Même constat de la part de Sherry Daniels, directrice professionnelle d’Eran. Elle a déclaré que la stigmatisation associée à la santé mentale empêche les soldats de demander de l’aide, ce qui est considéré comme un signe de vulnérabilité.
Daniels a expliqué que la culture militaire favorise le silence, car on demande aux soldats de réprimer leurs émotions, de travailler sous pression et de maintenir leurs performances. Ces « vertus combattantes », selon elle, se transforment en obstacles psychologiques lors du retour à la vie quotidienne. Elle a ajouté que de nombreux soldats ne reconnaissaient même pas leurs sentiments.
Des suicides auraient pu être évités
Nadav Wirch, président du forum Traumatized by Combat et l’un des soldats souffrant de traumatismes de combat, a déclaré à Walla que la plupart des suicides auraient pu être évités, en raison de signes avant-coureurs tels que la recherche d’aide ou des changements psychologiques évidents. La lenteur du système bureaucratique, la négligence et le manque de personnel spécialisé conduisent à la marginalisation des cas, a-t-il ajouté, car de nombreux soldats ne bénéficient pas d’un véritable suivi psychologique même après avoir été soignés.
La violence se retourne contre soi
Curieusement, ces diagnostics évitent d’étudier une cause éventuelle qui scrute le lien entre la violence inouïe exercée par ces soldats contre la population gazaouie et leur propension au suicide.
« La représentation du suicidaire était souvent celle d’une personne découragée, taciturne, repliée sur elle-même. Si ce portrait correspond en effet au portrait de certaines personnes qui s’enlèvent la vie, plus particulièrement chez les aînés, il omet de prendre en ligne de compte le caractère impulsif et agressif qui anime une grande partie des personnes qui s’enlèvent la vie », constate une étude publiée par Presse de l’Université de Montréal intitulée : « Caractéristiques personnelles associées au suicide ».

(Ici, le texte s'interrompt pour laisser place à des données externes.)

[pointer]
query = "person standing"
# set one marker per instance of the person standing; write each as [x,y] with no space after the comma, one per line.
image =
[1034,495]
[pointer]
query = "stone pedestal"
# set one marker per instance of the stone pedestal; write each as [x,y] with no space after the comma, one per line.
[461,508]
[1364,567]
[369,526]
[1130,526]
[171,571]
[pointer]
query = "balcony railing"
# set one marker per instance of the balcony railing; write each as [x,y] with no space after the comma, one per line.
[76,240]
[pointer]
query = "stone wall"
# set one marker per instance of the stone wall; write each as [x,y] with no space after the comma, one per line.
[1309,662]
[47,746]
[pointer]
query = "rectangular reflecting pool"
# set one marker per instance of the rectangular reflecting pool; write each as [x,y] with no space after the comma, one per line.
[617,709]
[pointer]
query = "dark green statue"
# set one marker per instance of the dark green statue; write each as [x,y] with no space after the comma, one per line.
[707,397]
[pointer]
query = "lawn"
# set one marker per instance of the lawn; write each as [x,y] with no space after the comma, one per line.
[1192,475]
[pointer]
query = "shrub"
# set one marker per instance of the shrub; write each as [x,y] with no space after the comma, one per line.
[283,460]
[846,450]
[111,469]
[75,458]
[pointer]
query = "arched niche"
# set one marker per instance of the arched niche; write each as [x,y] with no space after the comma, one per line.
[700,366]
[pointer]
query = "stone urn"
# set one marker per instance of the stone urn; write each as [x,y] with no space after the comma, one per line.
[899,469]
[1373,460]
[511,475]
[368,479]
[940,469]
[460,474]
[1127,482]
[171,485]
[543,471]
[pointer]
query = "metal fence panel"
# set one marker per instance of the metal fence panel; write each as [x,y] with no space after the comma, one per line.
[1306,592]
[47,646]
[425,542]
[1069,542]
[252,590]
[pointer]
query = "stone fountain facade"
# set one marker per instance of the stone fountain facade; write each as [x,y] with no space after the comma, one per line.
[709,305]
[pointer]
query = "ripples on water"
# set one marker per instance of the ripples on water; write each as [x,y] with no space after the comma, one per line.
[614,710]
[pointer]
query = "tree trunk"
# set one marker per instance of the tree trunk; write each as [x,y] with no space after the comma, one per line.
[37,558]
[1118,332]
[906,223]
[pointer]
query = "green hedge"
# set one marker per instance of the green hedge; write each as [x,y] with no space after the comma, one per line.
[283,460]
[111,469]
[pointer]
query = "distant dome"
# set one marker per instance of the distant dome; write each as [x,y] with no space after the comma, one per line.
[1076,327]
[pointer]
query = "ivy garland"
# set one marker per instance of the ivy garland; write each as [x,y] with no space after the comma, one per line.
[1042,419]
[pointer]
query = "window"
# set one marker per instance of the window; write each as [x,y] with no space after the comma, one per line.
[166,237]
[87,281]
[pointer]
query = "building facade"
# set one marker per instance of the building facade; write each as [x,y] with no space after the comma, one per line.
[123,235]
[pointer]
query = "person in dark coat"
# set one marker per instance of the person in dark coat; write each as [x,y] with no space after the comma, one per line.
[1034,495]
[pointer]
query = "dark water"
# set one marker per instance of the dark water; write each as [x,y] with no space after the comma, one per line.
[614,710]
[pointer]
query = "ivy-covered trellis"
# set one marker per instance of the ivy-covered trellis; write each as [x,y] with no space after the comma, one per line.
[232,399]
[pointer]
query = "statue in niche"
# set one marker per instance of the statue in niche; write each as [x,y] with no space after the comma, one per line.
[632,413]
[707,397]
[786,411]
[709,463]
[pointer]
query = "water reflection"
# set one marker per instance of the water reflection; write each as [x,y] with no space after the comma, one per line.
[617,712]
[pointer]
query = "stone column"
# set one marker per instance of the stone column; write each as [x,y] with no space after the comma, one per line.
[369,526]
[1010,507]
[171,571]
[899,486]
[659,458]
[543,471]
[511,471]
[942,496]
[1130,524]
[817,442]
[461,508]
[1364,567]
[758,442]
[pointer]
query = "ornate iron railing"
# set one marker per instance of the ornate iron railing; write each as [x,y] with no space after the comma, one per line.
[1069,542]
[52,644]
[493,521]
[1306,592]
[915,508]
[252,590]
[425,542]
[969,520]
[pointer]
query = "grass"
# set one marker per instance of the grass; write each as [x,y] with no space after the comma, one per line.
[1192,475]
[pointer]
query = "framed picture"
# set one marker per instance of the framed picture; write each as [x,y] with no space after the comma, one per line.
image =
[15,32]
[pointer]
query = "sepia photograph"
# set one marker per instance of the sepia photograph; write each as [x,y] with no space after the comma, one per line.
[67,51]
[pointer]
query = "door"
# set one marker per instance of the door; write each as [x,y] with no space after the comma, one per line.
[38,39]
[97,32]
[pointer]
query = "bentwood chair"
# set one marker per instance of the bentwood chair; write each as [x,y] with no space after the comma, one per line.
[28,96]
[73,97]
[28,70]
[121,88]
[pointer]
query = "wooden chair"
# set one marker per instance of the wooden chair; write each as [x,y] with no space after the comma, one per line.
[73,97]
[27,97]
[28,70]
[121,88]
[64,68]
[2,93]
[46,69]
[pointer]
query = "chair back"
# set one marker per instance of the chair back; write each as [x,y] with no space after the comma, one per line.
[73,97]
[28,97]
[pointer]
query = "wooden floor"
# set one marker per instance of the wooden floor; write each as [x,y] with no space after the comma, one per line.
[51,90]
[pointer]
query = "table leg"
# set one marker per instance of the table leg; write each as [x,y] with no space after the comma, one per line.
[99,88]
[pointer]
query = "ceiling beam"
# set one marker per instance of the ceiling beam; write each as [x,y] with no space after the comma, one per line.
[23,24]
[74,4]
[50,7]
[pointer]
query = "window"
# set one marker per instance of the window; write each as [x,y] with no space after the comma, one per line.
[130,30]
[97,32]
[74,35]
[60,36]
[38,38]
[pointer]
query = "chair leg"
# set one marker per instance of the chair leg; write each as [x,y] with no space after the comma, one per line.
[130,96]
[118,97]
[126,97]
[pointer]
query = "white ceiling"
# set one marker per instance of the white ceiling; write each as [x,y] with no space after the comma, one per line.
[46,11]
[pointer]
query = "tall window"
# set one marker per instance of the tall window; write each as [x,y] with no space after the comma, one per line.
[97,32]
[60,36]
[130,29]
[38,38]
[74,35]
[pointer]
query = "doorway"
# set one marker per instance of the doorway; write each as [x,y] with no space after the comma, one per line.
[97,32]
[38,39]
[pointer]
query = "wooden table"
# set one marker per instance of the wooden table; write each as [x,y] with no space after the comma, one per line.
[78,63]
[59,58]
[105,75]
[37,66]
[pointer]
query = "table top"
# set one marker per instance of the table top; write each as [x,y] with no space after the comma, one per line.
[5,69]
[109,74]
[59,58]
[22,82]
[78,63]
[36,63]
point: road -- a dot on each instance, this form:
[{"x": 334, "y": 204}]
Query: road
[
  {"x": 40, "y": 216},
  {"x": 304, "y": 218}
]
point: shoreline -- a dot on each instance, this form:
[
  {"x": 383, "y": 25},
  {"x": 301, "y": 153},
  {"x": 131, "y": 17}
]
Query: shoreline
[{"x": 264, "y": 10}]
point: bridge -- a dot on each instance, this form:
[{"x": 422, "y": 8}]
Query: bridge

Elle rapporte les conclusions d’une thèse publiée en 1954 par Henry et Short selon lesquels 10 % à 20 % des personnes qui commettent des gestes suicidaires graves ont déjà posé un acte violent grave à l’égard d’autrui. Et près d’un tiers des personnes violentes ont déjà tenté de s’enlever la vie.
Selon l’argument développé par Van Heeringen, Hawton et Williams les gens impulsifs et agressifs finissent par payer pour les torts infligés aux autres et pour l’absence de recours à d’autres solutions pour s’en sortir. Pour eux, la tendance à se mettre en colère et à se rebeller finit par avoir des limites parce que les sautes d’humeur représentent une fuite par rapport aux problèmes et l’absence de solutions. Après un certain temps, l’individu est coincé et ne peut plus s’en sortir aussi facilement. C’est alors que naissent le découragement, la dépression et le désespoir et que la violence finit par se retourner contre soi.